Those eyes had only caused me pain. I desired nothing less than to tear them apart with my bare hands.
A thin streak of red tainted Tayatzin’s pale skin. Blood dripped from his nose and onto his squalid lips. I hadn’t cast a spell nor said a word to cause this reaction; I simply hated.
My magic had grown so strong that my mere focus could cause humans discomfort.
“I only saw death, Tayatzin,” I replied with venom. “Death and darkness.”
Tayatzin dared not answer. Anyone wise wouldn’t have spoken a word in his situation. It did little to quell my rage. The very sight of this man disgusted me.
“Leave,” I ordered everyone; even Necahual. “I wish to be alone for a while.”
“Y-yes, of course,” Tayatzin replied with a sniveling bow. He was the first to leave. My concubines exchanged glances and all looked at me with concern before beginning to dress themselves. Necahual’s gaze lingered on me the longest, but she too eventually left.
I did not rise from the bed, nor did I put on clothes. I simply stared at the ceiling trying to quell my fury. A single obsession occupied my thoughts.

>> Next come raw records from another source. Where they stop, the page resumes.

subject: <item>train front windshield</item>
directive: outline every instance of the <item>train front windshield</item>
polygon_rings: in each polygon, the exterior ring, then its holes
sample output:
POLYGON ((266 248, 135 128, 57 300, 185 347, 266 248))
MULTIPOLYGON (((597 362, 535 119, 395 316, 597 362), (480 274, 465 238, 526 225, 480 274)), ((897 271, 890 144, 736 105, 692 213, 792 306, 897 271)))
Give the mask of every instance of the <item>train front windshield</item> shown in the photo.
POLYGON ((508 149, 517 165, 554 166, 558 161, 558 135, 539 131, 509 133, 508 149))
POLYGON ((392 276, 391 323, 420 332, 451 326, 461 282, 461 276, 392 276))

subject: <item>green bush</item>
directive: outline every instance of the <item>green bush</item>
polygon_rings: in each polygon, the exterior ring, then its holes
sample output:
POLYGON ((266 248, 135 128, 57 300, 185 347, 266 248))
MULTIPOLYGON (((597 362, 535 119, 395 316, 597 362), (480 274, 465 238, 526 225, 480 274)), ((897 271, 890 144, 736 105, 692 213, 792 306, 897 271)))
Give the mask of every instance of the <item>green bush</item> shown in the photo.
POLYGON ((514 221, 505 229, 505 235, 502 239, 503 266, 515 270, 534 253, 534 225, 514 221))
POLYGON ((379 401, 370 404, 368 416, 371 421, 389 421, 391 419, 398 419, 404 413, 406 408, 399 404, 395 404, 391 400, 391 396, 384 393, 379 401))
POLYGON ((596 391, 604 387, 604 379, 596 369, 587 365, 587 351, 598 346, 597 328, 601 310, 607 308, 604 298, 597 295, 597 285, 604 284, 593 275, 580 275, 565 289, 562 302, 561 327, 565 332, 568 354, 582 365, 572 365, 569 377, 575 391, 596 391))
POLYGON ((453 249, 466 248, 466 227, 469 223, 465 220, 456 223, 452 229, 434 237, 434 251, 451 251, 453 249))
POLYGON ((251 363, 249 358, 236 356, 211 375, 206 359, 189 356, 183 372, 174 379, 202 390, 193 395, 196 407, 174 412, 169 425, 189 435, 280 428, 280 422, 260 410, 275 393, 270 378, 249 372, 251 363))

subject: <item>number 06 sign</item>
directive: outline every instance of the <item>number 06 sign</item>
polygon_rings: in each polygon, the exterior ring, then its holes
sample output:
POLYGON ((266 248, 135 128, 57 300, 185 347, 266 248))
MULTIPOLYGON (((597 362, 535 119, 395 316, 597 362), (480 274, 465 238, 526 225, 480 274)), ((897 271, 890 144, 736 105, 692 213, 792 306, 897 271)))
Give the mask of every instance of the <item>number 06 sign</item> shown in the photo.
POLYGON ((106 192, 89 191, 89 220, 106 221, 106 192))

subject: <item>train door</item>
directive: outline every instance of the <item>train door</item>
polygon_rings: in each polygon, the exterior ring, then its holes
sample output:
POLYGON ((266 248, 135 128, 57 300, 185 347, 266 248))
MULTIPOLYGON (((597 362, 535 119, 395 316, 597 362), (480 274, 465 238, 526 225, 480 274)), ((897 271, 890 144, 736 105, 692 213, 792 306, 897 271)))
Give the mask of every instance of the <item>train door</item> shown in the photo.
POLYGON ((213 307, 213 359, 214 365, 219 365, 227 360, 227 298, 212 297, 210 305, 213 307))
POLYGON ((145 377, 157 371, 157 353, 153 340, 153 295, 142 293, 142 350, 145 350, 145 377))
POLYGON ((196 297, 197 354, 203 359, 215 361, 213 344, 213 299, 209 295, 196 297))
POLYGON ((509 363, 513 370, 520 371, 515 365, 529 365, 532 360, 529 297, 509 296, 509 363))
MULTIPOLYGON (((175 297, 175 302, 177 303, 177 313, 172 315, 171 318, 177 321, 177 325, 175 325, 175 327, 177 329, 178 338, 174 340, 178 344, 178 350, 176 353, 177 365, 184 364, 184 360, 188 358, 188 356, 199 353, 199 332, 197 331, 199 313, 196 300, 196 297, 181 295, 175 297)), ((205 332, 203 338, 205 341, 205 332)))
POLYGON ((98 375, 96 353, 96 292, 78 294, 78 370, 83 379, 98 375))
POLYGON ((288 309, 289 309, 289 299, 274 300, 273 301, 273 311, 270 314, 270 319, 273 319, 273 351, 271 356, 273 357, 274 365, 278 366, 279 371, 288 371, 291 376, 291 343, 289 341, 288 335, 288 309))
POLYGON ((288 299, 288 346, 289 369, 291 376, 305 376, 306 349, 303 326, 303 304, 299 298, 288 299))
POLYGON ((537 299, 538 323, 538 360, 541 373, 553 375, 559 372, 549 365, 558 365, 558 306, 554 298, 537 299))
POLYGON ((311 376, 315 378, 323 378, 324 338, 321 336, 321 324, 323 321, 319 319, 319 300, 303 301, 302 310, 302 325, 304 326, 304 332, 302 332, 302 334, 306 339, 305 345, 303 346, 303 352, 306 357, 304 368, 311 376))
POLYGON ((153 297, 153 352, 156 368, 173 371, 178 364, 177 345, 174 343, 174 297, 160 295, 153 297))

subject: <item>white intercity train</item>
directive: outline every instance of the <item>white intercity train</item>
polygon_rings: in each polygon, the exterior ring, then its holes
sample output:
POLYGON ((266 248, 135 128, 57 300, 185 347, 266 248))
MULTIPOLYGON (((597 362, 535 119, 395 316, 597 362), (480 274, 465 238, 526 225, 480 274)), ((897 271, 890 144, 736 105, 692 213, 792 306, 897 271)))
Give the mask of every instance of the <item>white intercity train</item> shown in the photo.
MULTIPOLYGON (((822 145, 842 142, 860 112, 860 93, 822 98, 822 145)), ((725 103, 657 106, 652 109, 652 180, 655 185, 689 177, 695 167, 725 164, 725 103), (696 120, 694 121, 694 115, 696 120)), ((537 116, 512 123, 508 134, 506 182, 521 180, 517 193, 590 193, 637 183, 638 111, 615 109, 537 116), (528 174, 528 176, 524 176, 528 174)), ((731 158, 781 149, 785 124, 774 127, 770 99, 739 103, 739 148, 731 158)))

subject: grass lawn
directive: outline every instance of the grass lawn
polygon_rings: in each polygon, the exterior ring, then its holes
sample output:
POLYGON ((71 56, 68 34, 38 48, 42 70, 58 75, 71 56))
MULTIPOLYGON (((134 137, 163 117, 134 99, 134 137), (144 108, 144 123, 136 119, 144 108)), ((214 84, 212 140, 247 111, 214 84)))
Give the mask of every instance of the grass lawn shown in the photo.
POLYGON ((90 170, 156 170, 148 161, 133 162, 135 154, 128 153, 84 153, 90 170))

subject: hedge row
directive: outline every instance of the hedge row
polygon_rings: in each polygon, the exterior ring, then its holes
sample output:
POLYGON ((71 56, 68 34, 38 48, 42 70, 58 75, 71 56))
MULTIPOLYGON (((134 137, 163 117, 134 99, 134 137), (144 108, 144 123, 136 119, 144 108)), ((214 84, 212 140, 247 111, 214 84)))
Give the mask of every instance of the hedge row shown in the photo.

My mind was set and devoid of doubts. I would run the soul-transfer ritual. The Sapa would suffer, but so would the Nightlords. Eztli’s soul would escape their grasp and their plan to keep their monstrous father sealed would forever be tarnished. Let the very monster they tried feeding my child too devour them in turn.
I simply wanted them gone.
Soft steps interrupted my concentration. I glared at the newcomer, an order on the tip of my tongue, only to face eyes bluer than my own.
“Can... can I come in?” Nenetl asked while standing on the threshold.
The sight of my sister tugged at my heartstrings. The sorrow that the concern in her eyes inspired in me was only matched by my unease. Her presence was both a balm and a wound.
“Did Necahual send you?” I asked.
“Yes, uh... somewhat.” Nenetl cleared her throat in embarrassment. “She... she told me, and I felt I should come.”
My favorite knew me better than anyone, the clever witch.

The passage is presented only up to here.